Actually, the success of the public health endeavor has ushered in the fourth phase of medical effort: the promotion of optimum mental and physical health for people everywhere. This is a tremendous undertaking, but one with great potential rewards. Its basic implication is that the betterment of health has replaced the management of disease as the primary concern of the health professions.

Here is a real challenge to the health professions. Can individual members of the health professions devise methods of teamwork directed to promoting good mental and physical health in individual patients? This suggests group practice, regular advisory sessions with the family, and graduated fees based on the family’s situation, economically independent of professional and hospital services for the sick or injured. Such a system could greatly increase clinical services for examination and consultation while reducing hospitalization for managing disease except in terminal cases.

This phasic development in medical practice has been dependent on the steady increase in verifiable knowledge about people in health and disease.

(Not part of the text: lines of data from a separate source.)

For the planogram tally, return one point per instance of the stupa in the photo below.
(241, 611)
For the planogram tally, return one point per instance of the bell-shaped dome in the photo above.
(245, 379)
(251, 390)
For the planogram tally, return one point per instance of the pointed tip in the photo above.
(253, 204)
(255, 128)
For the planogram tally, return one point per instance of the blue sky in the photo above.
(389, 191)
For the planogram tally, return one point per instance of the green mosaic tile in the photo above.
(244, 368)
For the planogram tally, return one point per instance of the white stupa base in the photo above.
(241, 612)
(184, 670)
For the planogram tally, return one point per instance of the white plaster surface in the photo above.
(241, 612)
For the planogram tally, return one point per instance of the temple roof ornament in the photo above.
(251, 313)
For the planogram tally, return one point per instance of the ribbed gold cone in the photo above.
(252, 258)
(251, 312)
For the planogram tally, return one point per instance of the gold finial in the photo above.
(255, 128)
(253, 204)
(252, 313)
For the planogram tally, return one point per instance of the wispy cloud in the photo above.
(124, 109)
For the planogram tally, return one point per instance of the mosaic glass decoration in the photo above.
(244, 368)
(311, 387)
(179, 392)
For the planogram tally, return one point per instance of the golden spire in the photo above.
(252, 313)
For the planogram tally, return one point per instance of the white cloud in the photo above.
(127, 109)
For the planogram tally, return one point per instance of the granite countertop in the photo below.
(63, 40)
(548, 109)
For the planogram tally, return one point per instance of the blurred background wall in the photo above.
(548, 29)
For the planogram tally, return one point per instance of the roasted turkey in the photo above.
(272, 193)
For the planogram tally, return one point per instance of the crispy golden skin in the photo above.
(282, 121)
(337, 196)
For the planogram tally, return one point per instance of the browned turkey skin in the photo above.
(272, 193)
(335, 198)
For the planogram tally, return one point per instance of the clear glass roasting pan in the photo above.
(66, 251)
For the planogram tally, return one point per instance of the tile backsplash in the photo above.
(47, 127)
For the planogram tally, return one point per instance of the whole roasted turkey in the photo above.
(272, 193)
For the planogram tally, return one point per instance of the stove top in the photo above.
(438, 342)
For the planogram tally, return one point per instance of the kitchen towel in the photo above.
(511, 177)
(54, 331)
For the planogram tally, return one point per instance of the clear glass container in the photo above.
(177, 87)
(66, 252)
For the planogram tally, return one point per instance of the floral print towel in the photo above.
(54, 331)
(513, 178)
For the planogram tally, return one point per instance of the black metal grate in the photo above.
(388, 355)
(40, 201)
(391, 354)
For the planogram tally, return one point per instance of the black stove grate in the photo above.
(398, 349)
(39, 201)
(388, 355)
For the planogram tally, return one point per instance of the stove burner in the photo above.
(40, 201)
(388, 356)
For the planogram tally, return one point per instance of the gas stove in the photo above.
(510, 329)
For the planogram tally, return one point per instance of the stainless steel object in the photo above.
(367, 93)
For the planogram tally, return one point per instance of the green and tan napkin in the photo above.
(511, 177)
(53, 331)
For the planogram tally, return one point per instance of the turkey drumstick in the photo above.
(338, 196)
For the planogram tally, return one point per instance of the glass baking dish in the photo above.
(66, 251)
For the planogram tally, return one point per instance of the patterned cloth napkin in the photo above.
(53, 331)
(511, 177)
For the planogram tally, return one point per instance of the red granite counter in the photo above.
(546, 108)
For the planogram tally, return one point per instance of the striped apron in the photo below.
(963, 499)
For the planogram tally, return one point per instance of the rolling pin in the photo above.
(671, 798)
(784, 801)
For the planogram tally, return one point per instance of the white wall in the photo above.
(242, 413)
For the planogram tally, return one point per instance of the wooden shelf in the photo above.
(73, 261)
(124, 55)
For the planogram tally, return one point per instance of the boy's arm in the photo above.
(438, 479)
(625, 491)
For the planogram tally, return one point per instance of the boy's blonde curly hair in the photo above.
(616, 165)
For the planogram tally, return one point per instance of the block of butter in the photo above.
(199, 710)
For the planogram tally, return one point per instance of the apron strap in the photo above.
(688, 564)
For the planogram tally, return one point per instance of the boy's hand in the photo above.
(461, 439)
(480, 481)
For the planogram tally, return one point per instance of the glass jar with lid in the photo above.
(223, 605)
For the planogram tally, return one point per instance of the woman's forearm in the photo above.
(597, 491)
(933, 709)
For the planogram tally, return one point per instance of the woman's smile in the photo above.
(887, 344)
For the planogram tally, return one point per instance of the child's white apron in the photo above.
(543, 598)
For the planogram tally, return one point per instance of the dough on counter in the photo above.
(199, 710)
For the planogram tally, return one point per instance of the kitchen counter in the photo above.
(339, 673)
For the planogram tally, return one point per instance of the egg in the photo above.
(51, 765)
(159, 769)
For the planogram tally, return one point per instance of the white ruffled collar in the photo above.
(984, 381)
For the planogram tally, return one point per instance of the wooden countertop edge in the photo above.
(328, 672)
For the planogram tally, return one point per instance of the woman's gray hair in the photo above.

Continuing advances in biomedical science make it possible (1) to treat disease and injury more successfully, (2) to prevent many infectious and metabolic diseases, and (3) to promote healthier living for people both mentally and physically.

These aspects of medical advance will undoubtedly accelerate as members of the health professions encourage further search and research. This is the significance of the AMA’s decision to lead the continuing exploration of the frontiers of molecular biology. From such fundamental studies of immunity, ecology, virology, and the application of physical principles to biological phenomena will come a deeper understanding of the life processes that will enrich human knowledge and, ultimately, enhance the satisfaction and success of those who practice the health professions.

Prospect

The AMA-ERF Institute for Biomedical Research promises to justify the people’s faith in the medical profession and its acceptance of its social responsibility to seek verifiable information about health and disease and wisely apply it to promote optimum health for people everywhere. It offers the opportunity to extend to us all the satisfactions obtained in scientific endeavor aroused by curiosity over how we are made and how we tick, in search and research for truth, not dogma; for understanding, not biased belief; for wisdom, not smug faith; for sanity, not slogans.

Let us not delude ourselves by dreaming that great achievements are imminent. Let us eschew “breakthroughs” lest we incur frustrating breakdowns. Let us strive for equanimity in our quest for the “truth,” remembering that whatever we call “truth” is tentative and subject to revision as our verifiable knowledge increases, and that “even unwelcome truth is better than cherished error.” Let us patiently support the long-term scientific endeavor. It would be brash indeed to think that the secrets evolved over billions of years will yield overnight, even with the most generous financial backing.

From its initial concern with the molecular aspects of the life processes in health and disease, the AMA-ERF Institute for Biomedical Research may grow to encompass cells, organs, tissues, individuals, societies, and ecologies. With this perspective, it might one day study the factors determining judgment and permit us to apply our growing knowledge about ourselves and our environment to the benefit of all and to the preservation of the world from which we evolved. Thus may we approach the ancient Greek ideal of unity in our logics, our ethics, and our esthetics.